SEGUNDO DE JANEIRO





SEGUNDO DIA DE JANEIRO



Allan de Aguiar Almeida



Sempre preferi muito mais o dia 02 de janeiro, pois ele me soa muito mais real do que toda aquela fantasia transitória do dia 1º, ou da inútil expectativa ansiosa do dia 31. Já descobrimos que trocar de agendas, calendários, estourar algumas champanhes e foguetes não resolve muita coisa. Vestir-se de branco, com alguma peça íntima de cor estratégica, menos ainda. Fazemos isso todos os anos. No final da primeira tarde do ano, ou mesmo na primeira noite, já se sente as consequências do uso abusivo da esperança. Somos ingênuos. Já se sente uma sorrateira angústia que tentamos disfarçar. Inutilmente.



Esperança é importante, na medida certa é fundamental. Demais é algo próximo a loucura. É algo doido que alimenta nossas repetições, que nos acovarda frente nossas necessárias rupturas, que em boa parte das vezes nos inibe em nossos sonhos estáticos, e emperram nossas vontades de arriscar.



No “ano novo que se inicia”, as pendências continuam, nossas mágoas guardadas, nosso orgulho intacto, e escondido. Preferimos não enxergar para além de nossos espelhos. Isso quando não possuímos olhos cegos.



Como desejar saúde se só nos lembramos de cuidar de nossas doenças? Para que desejar paz, se nossas indiferenças e individualidades são tão exercitadas atualmente? Muito amor?! Dinheiro no bolso? Desses trato depois. Como se faz para desejar felicidade quando nossa vida tem se tornado uma vitrine ambulante, onde buscamos a todo momento repetir a ordem do discurso que vigora? Como se faz isso com nosso tempo capitalizado, esquartejado e espremido – similar o mandado de uma estranha e mecânica produção industrial?



Lembro-me bem de um professor que dizia que qualidade de vida e desenvolvimento estão em oposição. Cada dia percebo e tenho mais certeza disso. Constatamos no tratar de nossas horas, nos encurtamentos de nossos espaços. O que estamos nos tornando? Autômatos a funcionar por vielas conectados a cabo? Wireless? Hipnotizados por nossas telas?

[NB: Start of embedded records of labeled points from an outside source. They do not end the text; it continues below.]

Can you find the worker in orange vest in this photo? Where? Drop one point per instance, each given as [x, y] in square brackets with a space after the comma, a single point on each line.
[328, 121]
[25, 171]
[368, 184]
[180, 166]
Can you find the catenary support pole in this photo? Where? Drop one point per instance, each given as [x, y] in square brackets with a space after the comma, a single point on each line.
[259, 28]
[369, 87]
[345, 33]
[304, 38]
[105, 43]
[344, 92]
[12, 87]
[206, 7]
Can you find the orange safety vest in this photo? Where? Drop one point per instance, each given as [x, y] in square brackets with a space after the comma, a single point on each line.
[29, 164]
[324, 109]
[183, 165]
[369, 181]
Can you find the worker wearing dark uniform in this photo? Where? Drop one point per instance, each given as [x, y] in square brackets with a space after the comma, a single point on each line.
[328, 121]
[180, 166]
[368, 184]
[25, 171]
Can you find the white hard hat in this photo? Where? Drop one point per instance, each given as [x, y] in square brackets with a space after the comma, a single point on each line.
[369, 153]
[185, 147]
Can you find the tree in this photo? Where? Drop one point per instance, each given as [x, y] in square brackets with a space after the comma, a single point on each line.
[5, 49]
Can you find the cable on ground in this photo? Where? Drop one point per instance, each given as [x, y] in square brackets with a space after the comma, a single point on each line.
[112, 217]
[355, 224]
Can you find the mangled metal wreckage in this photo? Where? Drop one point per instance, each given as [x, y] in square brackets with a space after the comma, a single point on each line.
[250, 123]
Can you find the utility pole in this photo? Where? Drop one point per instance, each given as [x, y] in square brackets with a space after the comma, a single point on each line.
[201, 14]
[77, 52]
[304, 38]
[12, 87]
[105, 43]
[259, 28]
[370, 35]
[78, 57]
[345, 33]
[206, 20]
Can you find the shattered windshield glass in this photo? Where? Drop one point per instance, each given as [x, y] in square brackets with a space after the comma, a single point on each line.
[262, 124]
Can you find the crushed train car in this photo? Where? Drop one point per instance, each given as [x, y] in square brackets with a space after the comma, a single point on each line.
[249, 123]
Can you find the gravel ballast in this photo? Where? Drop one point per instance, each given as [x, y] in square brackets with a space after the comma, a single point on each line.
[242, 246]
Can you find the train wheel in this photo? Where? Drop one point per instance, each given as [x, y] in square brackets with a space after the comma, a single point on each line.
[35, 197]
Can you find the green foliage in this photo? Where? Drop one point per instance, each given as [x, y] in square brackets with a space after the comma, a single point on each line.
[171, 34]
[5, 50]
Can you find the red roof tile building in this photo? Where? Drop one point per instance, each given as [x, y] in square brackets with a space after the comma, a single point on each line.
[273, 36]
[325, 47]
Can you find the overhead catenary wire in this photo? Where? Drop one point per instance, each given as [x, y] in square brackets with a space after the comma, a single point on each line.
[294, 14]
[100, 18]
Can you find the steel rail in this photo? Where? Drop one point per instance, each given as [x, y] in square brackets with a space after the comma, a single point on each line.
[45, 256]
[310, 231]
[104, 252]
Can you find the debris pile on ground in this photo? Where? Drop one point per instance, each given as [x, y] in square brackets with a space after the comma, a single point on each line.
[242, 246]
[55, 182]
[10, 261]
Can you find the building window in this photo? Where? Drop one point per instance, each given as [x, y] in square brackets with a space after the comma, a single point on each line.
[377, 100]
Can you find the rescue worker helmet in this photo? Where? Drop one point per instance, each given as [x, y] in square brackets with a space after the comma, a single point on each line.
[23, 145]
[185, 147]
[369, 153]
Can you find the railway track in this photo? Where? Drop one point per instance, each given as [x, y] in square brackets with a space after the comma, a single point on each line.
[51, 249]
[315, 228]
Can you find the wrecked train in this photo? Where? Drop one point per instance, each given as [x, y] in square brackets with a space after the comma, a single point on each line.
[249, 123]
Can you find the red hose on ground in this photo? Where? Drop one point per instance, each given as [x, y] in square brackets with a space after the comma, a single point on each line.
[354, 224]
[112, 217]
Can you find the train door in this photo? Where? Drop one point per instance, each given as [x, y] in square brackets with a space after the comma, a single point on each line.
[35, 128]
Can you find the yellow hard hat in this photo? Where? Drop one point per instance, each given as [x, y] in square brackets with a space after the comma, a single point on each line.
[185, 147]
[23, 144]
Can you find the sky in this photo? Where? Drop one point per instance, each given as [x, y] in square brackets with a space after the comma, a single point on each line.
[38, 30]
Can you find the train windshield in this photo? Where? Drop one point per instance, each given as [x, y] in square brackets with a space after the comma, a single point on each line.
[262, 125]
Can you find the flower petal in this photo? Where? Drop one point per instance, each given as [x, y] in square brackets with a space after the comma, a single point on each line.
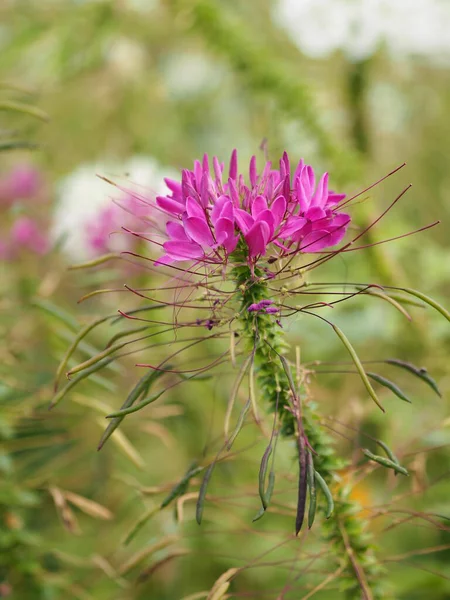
[170, 206]
[183, 250]
[257, 238]
[278, 210]
[198, 230]
[176, 232]
[321, 194]
[258, 205]
[194, 209]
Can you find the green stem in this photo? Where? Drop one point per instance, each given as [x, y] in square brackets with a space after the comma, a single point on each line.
[345, 530]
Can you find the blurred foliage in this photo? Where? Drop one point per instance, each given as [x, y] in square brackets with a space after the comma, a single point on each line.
[89, 80]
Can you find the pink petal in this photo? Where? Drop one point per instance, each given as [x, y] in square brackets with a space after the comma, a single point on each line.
[299, 169]
[259, 204]
[314, 213]
[175, 188]
[233, 165]
[293, 224]
[170, 206]
[198, 173]
[315, 241]
[204, 191]
[257, 238]
[266, 216]
[302, 196]
[225, 234]
[194, 209]
[234, 193]
[334, 198]
[243, 220]
[321, 194]
[217, 170]
[183, 250]
[199, 231]
[278, 209]
[253, 172]
[222, 208]
[176, 232]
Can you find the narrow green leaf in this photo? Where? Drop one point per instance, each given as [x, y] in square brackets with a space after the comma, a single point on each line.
[357, 364]
[428, 301]
[234, 393]
[202, 494]
[74, 345]
[140, 524]
[180, 488]
[139, 389]
[325, 489]
[287, 370]
[420, 372]
[137, 407]
[7, 145]
[385, 462]
[239, 424]
[60, 395]
[388, 451]
[390, 385]
[33, 111]
[388, 298]
[136, 311]
[125, 333]
[96, 261]
[56, 312]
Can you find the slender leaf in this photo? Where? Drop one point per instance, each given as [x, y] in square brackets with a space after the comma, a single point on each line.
[390, 385]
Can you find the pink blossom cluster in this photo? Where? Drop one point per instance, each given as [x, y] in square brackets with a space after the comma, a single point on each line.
[283, 209]
[126, 214]
[23, 183]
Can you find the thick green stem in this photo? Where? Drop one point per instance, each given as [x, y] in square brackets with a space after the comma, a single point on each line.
[345, 530]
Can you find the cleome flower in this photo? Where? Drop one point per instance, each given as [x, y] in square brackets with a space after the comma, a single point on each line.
[278, 210]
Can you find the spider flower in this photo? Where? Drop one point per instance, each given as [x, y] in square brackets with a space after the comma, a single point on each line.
[281, 211]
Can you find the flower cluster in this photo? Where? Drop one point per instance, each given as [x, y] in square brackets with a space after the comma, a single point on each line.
[278, 209]
[21, 232]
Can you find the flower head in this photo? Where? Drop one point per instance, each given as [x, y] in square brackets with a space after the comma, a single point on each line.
[22, 183]
[276, 210]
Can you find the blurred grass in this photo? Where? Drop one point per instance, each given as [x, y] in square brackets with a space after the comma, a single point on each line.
[109, 77]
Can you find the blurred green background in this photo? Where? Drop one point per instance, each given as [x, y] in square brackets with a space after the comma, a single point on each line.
[167, 81]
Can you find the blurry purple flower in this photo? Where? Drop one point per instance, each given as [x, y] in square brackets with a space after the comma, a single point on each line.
[24, 182]
[113, 218]
[210, 216]
[26, 233]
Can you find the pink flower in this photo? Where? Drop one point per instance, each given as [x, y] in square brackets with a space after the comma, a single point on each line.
[22, 183]
[288, 212]
[112, 219]
[26, 233]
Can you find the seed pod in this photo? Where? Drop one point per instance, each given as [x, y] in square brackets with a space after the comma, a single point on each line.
[202, 493]
[312, 489]
[325, 489]
[417, 371]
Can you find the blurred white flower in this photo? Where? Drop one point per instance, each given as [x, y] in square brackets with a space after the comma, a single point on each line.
[187, 74]
[87, 221]
[359, 27]
[127, 57]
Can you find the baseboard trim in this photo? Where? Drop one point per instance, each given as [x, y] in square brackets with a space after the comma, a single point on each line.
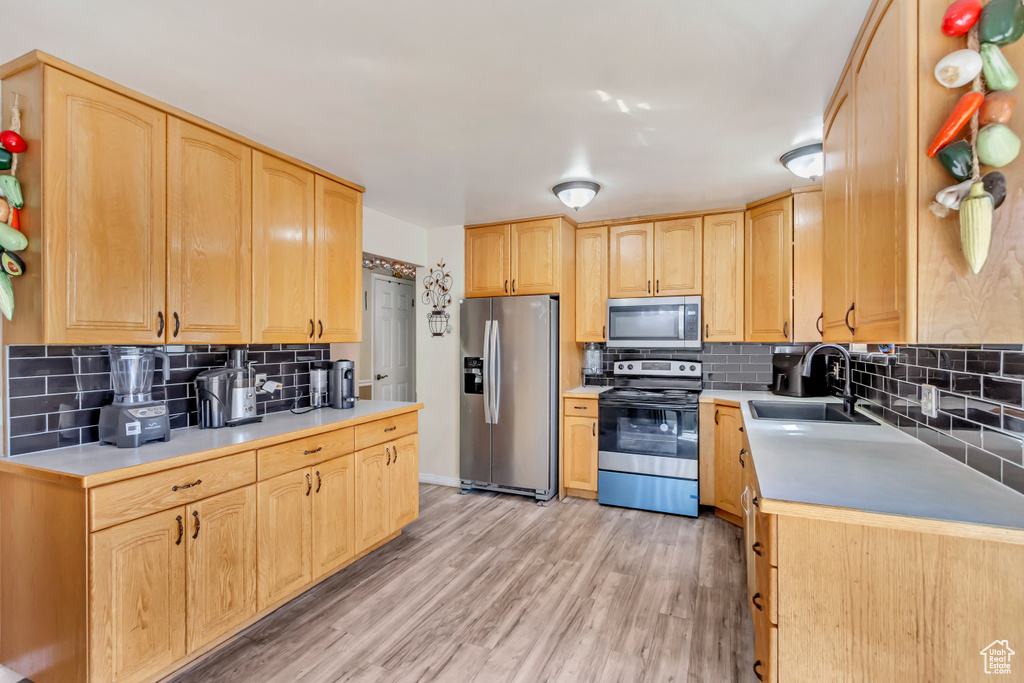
[455, 482]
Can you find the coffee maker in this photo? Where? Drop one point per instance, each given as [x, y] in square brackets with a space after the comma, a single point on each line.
[134, 418]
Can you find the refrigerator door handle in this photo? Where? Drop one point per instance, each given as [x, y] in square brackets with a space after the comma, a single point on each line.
[486, 372]
[496, 372]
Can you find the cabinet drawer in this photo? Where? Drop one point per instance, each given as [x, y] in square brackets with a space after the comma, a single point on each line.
[765, 590]
[581, 408]
[301, 453]
[143, 496]
[387, 429]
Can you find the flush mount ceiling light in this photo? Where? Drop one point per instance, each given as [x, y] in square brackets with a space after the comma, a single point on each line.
[807, 162]
[576, 194]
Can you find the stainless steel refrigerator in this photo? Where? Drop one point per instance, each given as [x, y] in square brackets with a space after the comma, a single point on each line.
[509, 425]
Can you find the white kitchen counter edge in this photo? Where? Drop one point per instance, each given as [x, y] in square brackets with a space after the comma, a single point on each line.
[94, 459]
[871, 468]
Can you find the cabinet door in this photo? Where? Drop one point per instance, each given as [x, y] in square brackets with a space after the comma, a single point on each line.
[806, 266]
[728, 471]
[487, 261]
[209, 237]
[581, 453]
[592, 284]
[283, 251]
[334, 513]
[881, 185]
[631, 261]
[373, 510]
[285, 524]
[536, 257]
[839, 260]
[221, 540]
[723, 278]
[104, 200]
[339, 262]
[137, 597]
[768, 302]
[678, 257]
[403, 481]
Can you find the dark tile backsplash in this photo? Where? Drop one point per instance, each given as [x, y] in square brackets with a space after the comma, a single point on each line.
[54, 392]
[981, 393]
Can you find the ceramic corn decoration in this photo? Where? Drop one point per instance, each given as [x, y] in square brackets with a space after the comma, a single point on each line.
[976, 226]
[983, 113]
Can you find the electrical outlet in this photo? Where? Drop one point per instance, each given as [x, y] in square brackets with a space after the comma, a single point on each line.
[930, 400]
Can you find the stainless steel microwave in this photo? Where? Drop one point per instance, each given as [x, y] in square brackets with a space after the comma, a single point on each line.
[654, 323]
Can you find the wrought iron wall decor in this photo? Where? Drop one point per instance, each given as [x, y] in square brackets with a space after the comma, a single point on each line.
[436, 295]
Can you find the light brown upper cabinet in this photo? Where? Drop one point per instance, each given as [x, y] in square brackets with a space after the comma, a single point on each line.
[631, 261]
[209, 237]
[678, 256]
[768, 302]
[487, 261]
[284, 238]
[338, 262]
[592, 284]
[104, 159]
[723, 278]
[516, 259]
[807, 265]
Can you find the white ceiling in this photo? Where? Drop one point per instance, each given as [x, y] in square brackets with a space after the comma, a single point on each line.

Com os segundos de janeiro, somam-se os minutos de fevereiro, as horas de junho, as semanas, o outubro e meses e mais anos. E assim vamos soltos e errantes. Raduan Nassar, em “Lavoura Arcaica” soube-nos explicar “o tempo” nos contando que ele é “esse algoz às vezes suave, às vezes mais terrível” que confere qualidade a todas as coisas. Dá a esse mesmo tempo, o estatuto, do qual é ele quem decide hoje e sempre “qual o momento da transposição”, “qual o instante que marca o salto?”. Tempo, matéria essa fascinante e ameaçadora a nos cortar. A nos lançar numa constante e eterna busca de sentidos, por vezes soltos, por vezes duros demais.



Sempre preferi muito mais esse tal dia 02 de janeiro. Por nos contar que está tudo igual, por esse toque sutil de realidade, por nos mostrar essas doces e duras contradições. Feliz mais um ano novo.